According to the sam format specification, the MD tag specifies deletions with '^' but has no operator to specify insertions. Both the CIGAR and the MD tag are correct.
"The MD field aims to achieve SNP/indel calling without looking at the reference. For example, a string '10A5^AC6' means from the leftmost reference base in the alignment, there are 10 matches followed by an A on the reference which is different from the aligned read base; the next 5 reference bases are matches followed by a 2bp deletion from the reference; the deleted sequence is AC; the last 6 bases are matches. The MD field ought to match the CIGAR string." -The sam format specification.
I never fully recognized this until today:
So neither the CIGAR nor the MD string is an unambiguous representation of the alignment, moreover one can only fully reconstruct the alignment by writing code of nontrivial complexity that needs to parse and combine information from the CIGAR string, the MD string and the sequence ... well that's just ridiculous.
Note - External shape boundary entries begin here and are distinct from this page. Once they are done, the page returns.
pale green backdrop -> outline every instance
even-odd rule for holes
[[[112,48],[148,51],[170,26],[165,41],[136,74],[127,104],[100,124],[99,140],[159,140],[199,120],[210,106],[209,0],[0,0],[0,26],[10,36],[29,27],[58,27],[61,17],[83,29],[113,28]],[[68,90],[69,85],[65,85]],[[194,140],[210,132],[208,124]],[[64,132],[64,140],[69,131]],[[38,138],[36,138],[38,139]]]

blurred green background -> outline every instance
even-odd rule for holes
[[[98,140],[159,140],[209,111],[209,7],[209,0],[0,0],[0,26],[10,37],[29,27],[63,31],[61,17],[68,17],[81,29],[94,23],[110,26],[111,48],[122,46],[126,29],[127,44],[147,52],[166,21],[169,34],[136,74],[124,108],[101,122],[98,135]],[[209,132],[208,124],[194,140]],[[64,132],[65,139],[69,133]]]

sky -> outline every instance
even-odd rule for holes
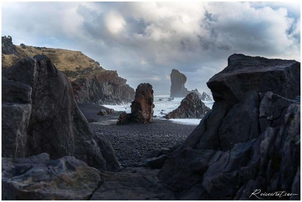
[[[14,44],[79,50],[134,89],[169,92],[172,69],[189,90],[234,53],[300,62],[300,5],[285,2],[2,2]]]

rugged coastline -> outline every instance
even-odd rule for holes
[[[101,116],[96,112],[108,108],[89,104],[78,106],[92,129],[102,134],[111,143],[117,158],[124,167],[142,166],[143,159],[151,151],[182,143],[196,127],[159,119],[154,119],[150,123],[117,126],[119,114]]]

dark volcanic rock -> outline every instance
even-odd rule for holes
[[[2,200],[87,200],[100,181],[99,171],[71,156],[2,158]]]
[[[173,69],[170,75],[171,79],[170,97],[184,97],[190,93],[185,87],[187,77],[177,69]]]
[[[1,51],[2,54],[17,55],[16,46],[13,44],[11,37],[8,36],[1,37]]]
[[[131,102],[134,99],[134,89],[116,71],[104,70],[70,83],[77,103],[114,105]]]
[[[300,194],[300,68],[292,60],[229,58],[207,83],[212,109],[159,173],[177,198],[256,199],[249,197],[256,189]]]
[[[126,124],[132,121],[131,114],[127,114],[123,112],[120,115],[118,120],[116,121],[116,124],[118,126]]]
[[[128,168],[120,172],[100,174],[101,185],[93,200],[173,199],[173,192],[159,179],[158,170]]]
[[[209,95],[206,93],[205,92],[204,92],[202,93],[202,95],[200,97],[200,99],[203,101],[213,101],[213,100],[212,99],[212,98]]]
[[[153,120],[153,90],[149,83],[141,83],[135,90],[135,98],[131,103],[131,113],[121,114],[117,122],[118,125],[127,122],[146,123]]]
[[[174,69],[172,69],[170,77],[171,79],[170,97],[183,98],[192,92],[196,93],[199,98],[201,97],[201,94],[197,89],[190,91],[185,87],[185,84],[187,81],[187,77],[185,75],[179,72],[178,70]]]
[[[101,111],[98,112],[98,114],[97,114],[98,115],[105,116],[107,114],[107,112],[104,109],[101,109]]]
[[[210,110],[198,95],[191,93],[182,101],[180,105],[165,116],[167,119],[177,118],[202,119]]]
[[[43,152],[73,156],[102,170],[119,168],[110,143],[93,132],[75,101],[66,76],[45,56],[2,70],[2,156]]]
[[[268,59],[233,54],[228,66],[207,84],[215,101],[237,102],[248,91],[271,91],[287,98],[300,95],[300,63],[295,60]]]

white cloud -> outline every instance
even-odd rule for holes
[[[176,69],[208,91],[234,53],[300,61],[300,14],[286,2],[4,2],[2,34],[81,51],[135,88],[169,92]]]
[[[111,33],[118,34],[124,30],[126,22],[120,14],[116,12],[109,12],[104,19],[105,25]]]

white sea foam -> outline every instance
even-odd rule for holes
[[[177,108],[180,104],[180,102],[184,98],[174,98],[174,100],[168,101],[168,98],[170,98],[170,93],[160,93],[156,94],[154,96],[154,101],[155,107],[153,109],[154,111],[153,115],[157,116],[155,119],[163,119],[162,116],[164,114],[161,114],[162,112],[163,113],[168,114],[170,111]],[[162,101],[159,101],[160,99],[162,99]],[[206,105],[212,109],[214,103],[214,101],[203,101]],[[127,113],[130,113],[131,109],[130,105],[131,103],[128,103],[122,105],[103,105],[105,107],[113,109],[116,111],[123,111]],[[125,108],[127,108],[125,109]],[[163,111],[162,111],[162,110]],[[199,124],[201,119],[170,119],[171,121],[182,124],[189,124],[197,125]]]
"^" in MD specifies deletion in reference which is same as insertion in the aligned read. So here a 1 bp insertion in the read (non-reference) corresponds to "^C" in the MD string. PS: I haven't had my after lunch coffee yet and I may be mixing up things :-)
The wording is somewhat ambiguous, but I think you're backwards here. Here are some example reads aligned with BWA MEM.
With insertions:
With deletions:
You are correct. My answer was purely based on the documentation in the SAM specification format. This line is kind of confusing "the next 5 reference bases are matches followed by a 2bp deletion from the reference". Anyways, thanks for correcting me and taking out time to post those alignments as an example.
So could the CIGAR and MD string be used to get percent identity of a reference region from the sam/bam file?
Ashutosh, I used the STAR aligner (it's super fast).